If you don’t have enough of them available, you can't play.
Extra gassers? Have the number limited in some sort of signed agreement. If not? Well, coach, you saw what happened at Missouri, right? The next flap could be something so trivial as enough frozen yogurt on the training table.
We'll let society sort out the nobility of any athlete protest in the future. The point is: it can succeed. It has succeeded. The Tigers have opened the door, or at least kept it open.
The day that began with the resignation Wolfe concluded with the resignation of chancellor R. Bowen Loftin. In between, Missouri players decided to play football again. The local power play was over. The national discussion continues.
"They're [players] not saying they want to unionize," said Berkley Hudson, a member of Missouri’s Faculty Council Committee on Race Relations. “They’re saying, ‘We want respect.' "
The Tigers' drastic actions added to an ongoing narrative -- the player as power broker. To a man, they were genuinely moved by Butler's commitment to his hunger strike.
"Jon Butler looked bad, really bad," Moore said. "When I first talked to him, he collapsed."
But as much Missouri administrators want to make this situation an outlier, it is a trail marker instead of a finish line. This situation didn't begin because of football, but it sure did end because of it.
"When the football players said they were going on strike, that got the [nation's] attention," said Stan Hudson, the Missouri Center for Health Policy associate director. And you had to admire them.
"Mizzou is very, very, very segregated," said Missouri junior Carli Rabon, who is white. "There’s a term called 'Black Mizzou.' They sit in a [separate] spot in the student section. That’s how it is."
You better believe others are watching. Athletes now have multiple templates for protest. The Northwestern unionization movement fizzled, but a point was made. This can happen. After those SAE slurs, Oklahoma players and coaches stood as one. It was absolutely the right statement to lock arms in a show of solidarity.

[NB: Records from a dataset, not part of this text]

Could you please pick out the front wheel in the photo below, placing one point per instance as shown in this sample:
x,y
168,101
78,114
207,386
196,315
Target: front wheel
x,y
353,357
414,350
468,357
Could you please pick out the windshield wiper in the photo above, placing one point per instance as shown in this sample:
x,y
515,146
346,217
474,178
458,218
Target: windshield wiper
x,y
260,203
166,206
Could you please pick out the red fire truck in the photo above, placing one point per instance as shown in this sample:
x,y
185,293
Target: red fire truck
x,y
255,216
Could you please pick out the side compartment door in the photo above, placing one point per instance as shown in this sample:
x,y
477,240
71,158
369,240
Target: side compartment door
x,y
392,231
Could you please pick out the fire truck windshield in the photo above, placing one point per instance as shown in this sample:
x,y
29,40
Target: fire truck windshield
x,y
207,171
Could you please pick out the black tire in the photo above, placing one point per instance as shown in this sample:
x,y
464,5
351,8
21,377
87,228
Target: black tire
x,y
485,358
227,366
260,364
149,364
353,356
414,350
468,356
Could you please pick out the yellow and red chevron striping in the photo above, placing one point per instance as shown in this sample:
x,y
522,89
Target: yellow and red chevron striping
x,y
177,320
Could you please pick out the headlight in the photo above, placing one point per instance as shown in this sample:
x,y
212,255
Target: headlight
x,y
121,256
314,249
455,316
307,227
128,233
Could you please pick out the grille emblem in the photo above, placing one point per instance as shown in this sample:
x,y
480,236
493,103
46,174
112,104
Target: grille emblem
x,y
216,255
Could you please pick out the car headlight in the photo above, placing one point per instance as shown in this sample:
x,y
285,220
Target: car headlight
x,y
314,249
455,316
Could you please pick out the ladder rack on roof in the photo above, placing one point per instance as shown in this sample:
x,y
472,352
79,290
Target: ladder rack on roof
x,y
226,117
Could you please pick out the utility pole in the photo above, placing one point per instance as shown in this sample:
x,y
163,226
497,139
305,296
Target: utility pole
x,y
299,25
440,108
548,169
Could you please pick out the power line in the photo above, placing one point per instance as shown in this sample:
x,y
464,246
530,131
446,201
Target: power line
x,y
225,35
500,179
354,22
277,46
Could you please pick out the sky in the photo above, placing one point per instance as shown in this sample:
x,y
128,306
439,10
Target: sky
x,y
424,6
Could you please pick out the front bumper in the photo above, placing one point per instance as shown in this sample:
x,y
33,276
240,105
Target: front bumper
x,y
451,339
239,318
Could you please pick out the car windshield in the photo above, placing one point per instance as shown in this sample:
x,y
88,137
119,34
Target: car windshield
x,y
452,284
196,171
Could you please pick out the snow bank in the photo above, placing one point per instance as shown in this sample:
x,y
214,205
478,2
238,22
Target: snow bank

With so much money priming the system, athletes were bound to act out at some point. You see, it really doesn’t matter where reform comes from, as long as it is right and just.

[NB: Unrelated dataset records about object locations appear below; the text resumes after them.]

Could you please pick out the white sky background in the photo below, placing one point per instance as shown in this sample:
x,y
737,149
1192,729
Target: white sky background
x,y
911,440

The suits can talk about that scholarship being enough, but Missouri players took a risk. Technically, they could have lost those scholarships by withholding their services. That might have happened 50 years ago. In 2015, there would have been a riot.
"Nothing else moved Missouri faster than football players not playing this game Saturday. Nothing,” former shoe executive and athletes’ advocate Sonny Vaccaro told CBS Sports' Jon Solomon.
"Not even a guy who was starving himself. If the NCAA and their conferences do not understand what happened at Missouri today, they better stop and figure out what can happen one day when the athletes stand up for their own civil rights and don’t show up for a game. I think eventually it will happen."
In 2013, Vaccaro hinted to CBS Sports that “two specific teams" had considered delaying or not playing in the Final Four as a form of protest of the NCAA in the early 1990s.
Arizona coach Rich Rodriguez recently spoke out about late West Coast games. What Missouri showed him this week was the avenue to pursue: All it would take is for the Wildcats themselves to demand an earlier start time -- or else.
Don't think it could happen? Missouri players put Saturday’s BYU game in jeopardy. The contests themselves are now officially in play because of what happened here.
Doesn’t that matter their pursuit was noble and national spread across multiple platforms -- from civil rights to Inside Edition.
"This is not an ideal way to invoke change," Rhoades concluded. "Our problems of today are our problems of the future."
No one knows what that future holds.
Correction: The word "not" was originally omitted in a quote by Missouri athletic director Mack Rhoades. It changed and misstated the meaning of Rhoades' statement. The quote now reads: "This is not an ideal way to invoke change."
CBS Sports national college football writer Jon Solomon contributed to this story.